Washington State University Tri-Cities recently landed two grants to advance biofuel research.
Associate professor Xiao Zhang received $500,000 to pursue converting lignin to biofuel.
Lignin is a common material that makes the cell walls of plants rigid.
The U.S. Department of Agriculture’s National Institute of Food and Agriculture awarded the grant to Zhang, whose laboratory is part of the university’s Voiland School of Chemical Engineering and Bioengineering.
The department also awarded a $500,000 grant to associate professor Hanwu Lei and his research team to create an environmentally-friendly catalyst to lower the cost and increase the efficiency in producing bio-based jet fuels.
Zhang’s project will be conducted in partnership with Xuejun Pan, a professor in the department of biological systems engineering from the University of Wisconsin-Madison.
Lignin is one of the largest renewable carbon sources on earth. It allows trees to stand, gives vegetables their firmness and makes up about 20 percent to 35 percent of the weight of wood. It also is one of the largest remnant products left over in the biofuels creation process.
Zhang and his team will investigate new conversion pathways to produce chemicals and biofuels without completely breaking down lignin into monomers — molecules that can be synthesized into polymers. In addition to its potential cost savings, the process could maximize carbon utilization in the biofuels creation process. It would also provide a profitable use for a waste product.
“We aim at converting lignin into a skeleton that has a similar carbon length in jet fuel range,” Zhang said in a news release. “The uniqueness is really targeting a more cost-effective process in taking advantage of the basic lignin structure of characteristics. Unlike many other processes, we don’t have to break down the lignin completely to its monomers.”
Lei’s grant is his second large major research grant from the USDA and National Institute of Food and Agriculture.
The first grant for $494,000 was awarded in August 2015 to develop a different type of biomass-derived catalysts. Once developed, these catalysts will be used to increase the energy output and performance of biofuels. These catalysts will produce aromatic hydrocarbons, which are high-energy organic compounds that largely are responsible for the octane number, or performance rating, of a fuel.
Under the new grant, Lei and his team will use enzymes to produce nanocrystalline cellulose.
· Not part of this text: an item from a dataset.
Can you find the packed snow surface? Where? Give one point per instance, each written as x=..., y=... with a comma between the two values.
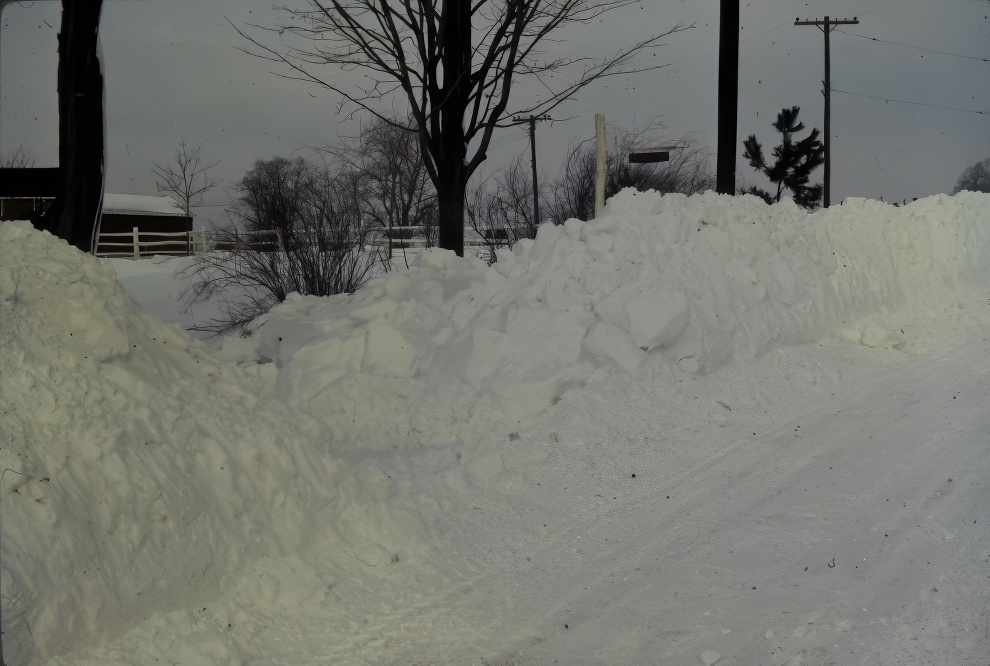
x=695, y=430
These “green catalysts” will be created from wastes such as corn stover, a remnant of corn harvest, or sawdust from Douglas fir trees.
With funding from the second grant, the new nano carbon catalyst will further convert the aromatic hydrocarbons researched with the first grant to cycloalkane naphtha, a major component in jet fuels.
“To reduce energy and hydrogen demands, and improve the catalytic performance of bio-jet fuel production, we proposed a new catalyst design that we could leverage from environmentally friendly, nature-based molecules,” Lei said in a news release. “These rod-like nanocrystals can be sourced from any agroforestry waste.”
Lei said their project is transformative for the biofuels industry in two ways: it’s a new and innovative idea that can be used to produce bio-jet fuel using less energy and hydrogen compared to current production processes; and by using cutting-edge processes, the team is applying new knowledge and approaches to solve challenges in state-of-the-art nanocrystalline cellulose extraction.
“The new process provides another novel pathway for conversion of biomass into advanced biofuels and jet fuels,” he said.